Characteristics of data warehouse

Infobright is a column database based on unique patent knowledge grid technology. Infobright is an open source mysql data warehouse solution, which introduces column storage scheme, high-intensity data compression and optimized statistical calculation (similar to sum/avg/group by). Infobright is based on mysql, but it can be installed without MySQL because it comes with one. Mysql can be roughly divided into logical layer and physical storage engine. Infobright mainly implements a storage engine, but because its storage logic is essentially different from that of relational database, it cannot be directly connected to mysql as a plug-in like InnoDB, and its logic layer is mysql's logic layer plus its own optimizer.

Infobright function

Advantages:

The query performance of large amount of data is strong and stable: under the conditions of millions, tens of millions and billions of records, the speed of the same SELECT query statement is 5 ~ 60 times faster than that of ordinary MySQL storage engines such as MyISAM and InnoDB. Efficient query mainly depends on the optimization of query by specially designed storage structure, but the effect of optimization here also depends on the design of database structure and query statement.

The amount of data stored is huge: TB data size, billions of records. Data storage mainly depends on high-speed data loading tools (100 G/ h) and high data compression ratio (>; 10: 1)

High data compression ratio: It is said that the average data compression ratio can reach 10: 1 or above. It can even reach 40: 1, which greatly saves data storage space. High data compression rate mainly depends on column storage and patent-pending flexible compression algorithm.
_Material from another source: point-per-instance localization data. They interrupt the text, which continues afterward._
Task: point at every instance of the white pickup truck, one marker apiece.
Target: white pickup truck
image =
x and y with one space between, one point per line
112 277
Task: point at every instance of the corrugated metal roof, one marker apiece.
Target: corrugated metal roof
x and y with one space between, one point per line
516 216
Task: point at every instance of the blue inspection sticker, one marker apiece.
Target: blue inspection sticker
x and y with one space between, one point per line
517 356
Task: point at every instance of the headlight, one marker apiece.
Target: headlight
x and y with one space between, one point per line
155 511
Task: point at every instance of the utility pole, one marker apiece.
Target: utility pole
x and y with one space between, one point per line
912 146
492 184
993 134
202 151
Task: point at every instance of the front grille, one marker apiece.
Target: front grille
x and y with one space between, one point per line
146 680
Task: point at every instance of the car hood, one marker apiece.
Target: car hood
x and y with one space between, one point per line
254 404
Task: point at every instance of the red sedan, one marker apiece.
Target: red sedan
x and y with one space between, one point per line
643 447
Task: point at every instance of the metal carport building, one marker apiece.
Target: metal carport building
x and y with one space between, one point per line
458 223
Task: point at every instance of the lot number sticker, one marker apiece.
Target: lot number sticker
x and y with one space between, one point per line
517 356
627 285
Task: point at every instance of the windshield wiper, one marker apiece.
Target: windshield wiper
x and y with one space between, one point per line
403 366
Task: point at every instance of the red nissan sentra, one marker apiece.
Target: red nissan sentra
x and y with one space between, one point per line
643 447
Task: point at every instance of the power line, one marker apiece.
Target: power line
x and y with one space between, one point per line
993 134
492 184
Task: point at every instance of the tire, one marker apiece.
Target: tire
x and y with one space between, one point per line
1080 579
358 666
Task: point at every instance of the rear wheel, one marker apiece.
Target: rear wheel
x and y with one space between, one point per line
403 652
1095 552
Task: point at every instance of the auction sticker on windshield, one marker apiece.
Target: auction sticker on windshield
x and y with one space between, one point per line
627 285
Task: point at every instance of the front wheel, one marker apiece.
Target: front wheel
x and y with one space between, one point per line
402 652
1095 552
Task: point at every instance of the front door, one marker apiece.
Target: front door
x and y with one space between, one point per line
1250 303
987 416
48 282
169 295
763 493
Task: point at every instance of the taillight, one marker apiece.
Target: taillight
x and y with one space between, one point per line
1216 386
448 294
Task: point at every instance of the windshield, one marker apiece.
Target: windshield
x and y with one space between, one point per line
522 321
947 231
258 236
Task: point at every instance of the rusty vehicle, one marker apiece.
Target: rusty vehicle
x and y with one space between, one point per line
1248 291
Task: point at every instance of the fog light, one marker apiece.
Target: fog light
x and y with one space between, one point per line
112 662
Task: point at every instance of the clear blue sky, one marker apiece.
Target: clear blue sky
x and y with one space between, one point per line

Column-based storage: no indexes and partitions. Even if the amount of data is huge, the query speed is very fast. It can be used in data warehouse to process massive data without collection. There is no need to establish an index, which avoids the problems of maintaining the index and expanding the index with data. Each column of data is compressed and stored into blocks, and each knowledgeable grid node records statistical information in blocks instead of indexes to speed up the search.

Quick response to complex aggregate queries: suitable for complex analytical SQL queries, such as SUM, COUNT, AVG and GROUP BY.